Each case is unique.  Take northern Uganda.  My hatred for the Lord's Resistance Army (LRA) and its head, Joseph Kony, knows no bounds.  Still, I argued last year for a one-year exemption from International Criminal Court war-crimes prosecution for the five indicted leaders of the LRA if it could be reasonably expected that this would get them to hand in their weapons.  Those who opposed this exemption carried the day, and they may feel they have the "moral" side of the argument.  But I'm not certain that this sentiment would be shared by the families of the thousands of women killed or raped by marauding LRA combatants in eastern Congo over the past two months.

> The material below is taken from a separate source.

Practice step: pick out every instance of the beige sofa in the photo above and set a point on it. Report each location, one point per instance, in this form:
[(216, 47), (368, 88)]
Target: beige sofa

I recall the words of Jan Egeland, former UN Emergency Relief Coordinator, when asked if it was proper for him to go see Kony.  Egeland responded, "I would negotiate with the Devil if it would improve the situation of refugees in Hell."
  
Similarly, our proposal for domestic immunity for Mugabe, as well as the senior security officials that form his war council, was originally raised more than a year ago.  There are indications that hardline generals concerned about possible prosecution persuaded a wavering Mugabe to stay in office to protect himself and them following his electoral defeat in March 2008.  What if the proposed amnesty had been formally on the table at that point?  Would we have seen thousands of deaths from cholera, divide-and-rule repression, torture, mass displacements, and other tragedies in the past year?  No one will ever know for sure - and that's really the point.  There are no certainties in this arena.

Yes, there are cases where the heinous nature of crimes committed precludes negotiating with killers both for utilitarian reasons - i.e., the resulting agreements rarely hold - and for moral reasons.  A decade later, I still do not understand why the negotiators of the Sierra Leone peace process believed that giving the murderous and deceitful Foday Sankoh a vice presidency and full amnesty was a short-cut to lasting peace.  In the same vein, I met with Jonas Savimbi in Angola some three dozen times from 1995-98 to get him to abide by the rules of the Angolan peace process.  In the end, when he pulled out of the process, I concluded that there was not other solution than defeating him militarily.

Then there is the argument about deterrence: giving one abusive leader a pass sends a message to the next abusive leader that all will be forgiven.  It is a view I generally share, but again, it is not an absolute truth.  Clearly, Mugabe himself was not deterred by the sight of Charles Taylor and Slobodan Milosevic in the dock at The Hague.  And who are we to tell the women of Zimbabwe that they must continue to suffer under brutal repression because withholding amnesty from Mugabe might possibly deter some future dictator from similar abuses? 

And that's the final point: we should give great weight to the voices of the people in the affected country - in this case, Zimbabwe - in answering the question of immunity.  Alternative means to recognize and validate their suffering can be identified, including through truth and reconciliation commissions and official compensation.  Our principal job as outsiders - in our case, an international non-profit organization committed to preventing and ending conflict - is to help ensure that the options are all on the table and the local and international consequences understood.  As of now, the people most affected by Mugabe's brutality - the members of the Movement for Democratic Change, including the recently beaten Morgan Tsvangirai - have taken the decision to share the seat of power with their abusers.  This is indeed their choice to make, and let us now do everything in our power to ensure that their courage is rewarded with a future of peace and justice.